The middle cervical ganglion is the smallest of the three cervical sympathetic ganglia (i.e. of the cervical portion of the sympathetic trunk). It presumably represents the merging of the sympathetic ganglia of cervical segments C5–C6. It is usually situated at the level of the sixth cervical vertebra.

== Anatomy ==
The middle cervical ganglion is presumed to represent the union of the two sympathetic ganglia corresponding to cervical segments C5–C6 since its gray rami communicantes usually join the cervical spinal nerves C5–C6, however, the ganglion sometimes also contributes gray rami communicantes to spinal nerves C4 and C7.

=== Relations ===
The ganglion is usually situated at the level of the sixth cervical vertebra, lying medial to its carotid tubercle.' It is situated either anterior' or superior to the inferior thyroid artery.

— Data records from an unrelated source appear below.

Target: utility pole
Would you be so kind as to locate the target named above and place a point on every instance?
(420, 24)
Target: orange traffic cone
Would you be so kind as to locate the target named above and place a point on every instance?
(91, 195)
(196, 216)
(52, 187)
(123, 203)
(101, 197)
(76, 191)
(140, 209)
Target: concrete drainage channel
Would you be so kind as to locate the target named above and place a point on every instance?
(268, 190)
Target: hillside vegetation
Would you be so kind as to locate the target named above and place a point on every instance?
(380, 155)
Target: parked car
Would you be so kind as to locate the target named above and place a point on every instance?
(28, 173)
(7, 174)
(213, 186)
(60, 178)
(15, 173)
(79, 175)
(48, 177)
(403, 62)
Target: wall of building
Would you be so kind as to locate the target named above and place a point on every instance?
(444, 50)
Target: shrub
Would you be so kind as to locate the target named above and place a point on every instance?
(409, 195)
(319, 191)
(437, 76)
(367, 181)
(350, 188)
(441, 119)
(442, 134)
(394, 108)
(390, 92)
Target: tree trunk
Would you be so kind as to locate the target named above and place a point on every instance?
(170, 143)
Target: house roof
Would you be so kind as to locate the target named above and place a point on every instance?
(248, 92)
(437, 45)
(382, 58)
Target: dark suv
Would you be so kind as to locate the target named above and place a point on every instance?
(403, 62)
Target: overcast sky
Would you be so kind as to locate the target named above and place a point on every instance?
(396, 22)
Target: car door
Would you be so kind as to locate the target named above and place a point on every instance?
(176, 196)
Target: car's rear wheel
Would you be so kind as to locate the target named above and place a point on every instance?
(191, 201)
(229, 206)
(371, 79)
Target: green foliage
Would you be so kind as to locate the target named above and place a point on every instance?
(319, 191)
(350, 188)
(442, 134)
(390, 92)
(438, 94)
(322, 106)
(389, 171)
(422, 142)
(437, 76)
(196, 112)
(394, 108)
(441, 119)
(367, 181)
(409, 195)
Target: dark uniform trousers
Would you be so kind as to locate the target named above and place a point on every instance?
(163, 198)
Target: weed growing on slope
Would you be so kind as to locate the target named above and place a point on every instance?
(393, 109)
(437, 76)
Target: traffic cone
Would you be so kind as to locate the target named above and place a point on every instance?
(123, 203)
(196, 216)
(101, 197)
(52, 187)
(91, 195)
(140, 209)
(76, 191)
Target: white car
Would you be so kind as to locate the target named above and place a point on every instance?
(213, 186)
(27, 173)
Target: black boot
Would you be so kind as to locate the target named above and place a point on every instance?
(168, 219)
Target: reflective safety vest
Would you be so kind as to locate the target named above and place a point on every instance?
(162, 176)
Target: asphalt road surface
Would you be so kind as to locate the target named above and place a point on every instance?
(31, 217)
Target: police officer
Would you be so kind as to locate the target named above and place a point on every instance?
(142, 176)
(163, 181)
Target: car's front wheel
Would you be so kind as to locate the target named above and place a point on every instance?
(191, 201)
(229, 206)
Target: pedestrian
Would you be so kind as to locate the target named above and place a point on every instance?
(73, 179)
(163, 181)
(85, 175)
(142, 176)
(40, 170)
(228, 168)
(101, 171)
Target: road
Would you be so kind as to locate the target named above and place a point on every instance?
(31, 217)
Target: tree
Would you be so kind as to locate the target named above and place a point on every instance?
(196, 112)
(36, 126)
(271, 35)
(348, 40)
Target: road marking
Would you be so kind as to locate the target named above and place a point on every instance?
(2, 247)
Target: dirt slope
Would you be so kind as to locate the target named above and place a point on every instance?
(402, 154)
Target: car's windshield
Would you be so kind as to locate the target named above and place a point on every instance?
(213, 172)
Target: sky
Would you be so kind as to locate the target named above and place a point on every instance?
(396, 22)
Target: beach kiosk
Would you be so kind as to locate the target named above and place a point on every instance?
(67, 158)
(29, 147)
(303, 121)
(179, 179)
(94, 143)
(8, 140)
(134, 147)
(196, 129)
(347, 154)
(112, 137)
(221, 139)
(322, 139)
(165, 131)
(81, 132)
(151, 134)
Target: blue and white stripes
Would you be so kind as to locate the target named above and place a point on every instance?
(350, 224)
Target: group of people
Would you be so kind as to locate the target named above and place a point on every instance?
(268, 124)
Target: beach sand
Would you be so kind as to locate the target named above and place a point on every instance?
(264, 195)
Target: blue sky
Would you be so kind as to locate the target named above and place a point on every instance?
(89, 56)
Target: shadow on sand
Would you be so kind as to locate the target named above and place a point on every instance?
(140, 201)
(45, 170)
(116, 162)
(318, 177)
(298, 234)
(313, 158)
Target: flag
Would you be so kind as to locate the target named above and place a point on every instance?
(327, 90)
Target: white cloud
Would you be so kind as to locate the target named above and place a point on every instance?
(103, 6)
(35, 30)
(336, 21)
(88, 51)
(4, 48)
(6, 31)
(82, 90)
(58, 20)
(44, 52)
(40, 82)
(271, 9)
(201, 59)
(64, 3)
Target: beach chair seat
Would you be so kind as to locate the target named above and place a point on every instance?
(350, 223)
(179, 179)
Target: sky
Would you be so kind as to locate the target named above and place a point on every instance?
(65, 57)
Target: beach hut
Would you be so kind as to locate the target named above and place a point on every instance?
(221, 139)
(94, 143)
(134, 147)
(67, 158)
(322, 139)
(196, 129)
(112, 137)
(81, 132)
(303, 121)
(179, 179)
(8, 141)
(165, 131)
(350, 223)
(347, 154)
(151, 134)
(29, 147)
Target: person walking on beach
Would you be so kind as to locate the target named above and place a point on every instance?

It may adjoin the inferior cervical ganglion.

=== Branches ===
- Gray rami communicantes – join the anterior rami of the cervical nerves C5–C6, sometimes also C4 and C7.
- Thyroid branches – pass alongside the inferior thyroid artery to the thyroid gland.
- Middle cardiac nerve – descends through the neck to reach the cardiac plexus in the thorax.

=== Variation ===
It is sometimes absent,' having either fused with the superior cervical ganglion or become replaced by small ganglia within the sympathetic trunk.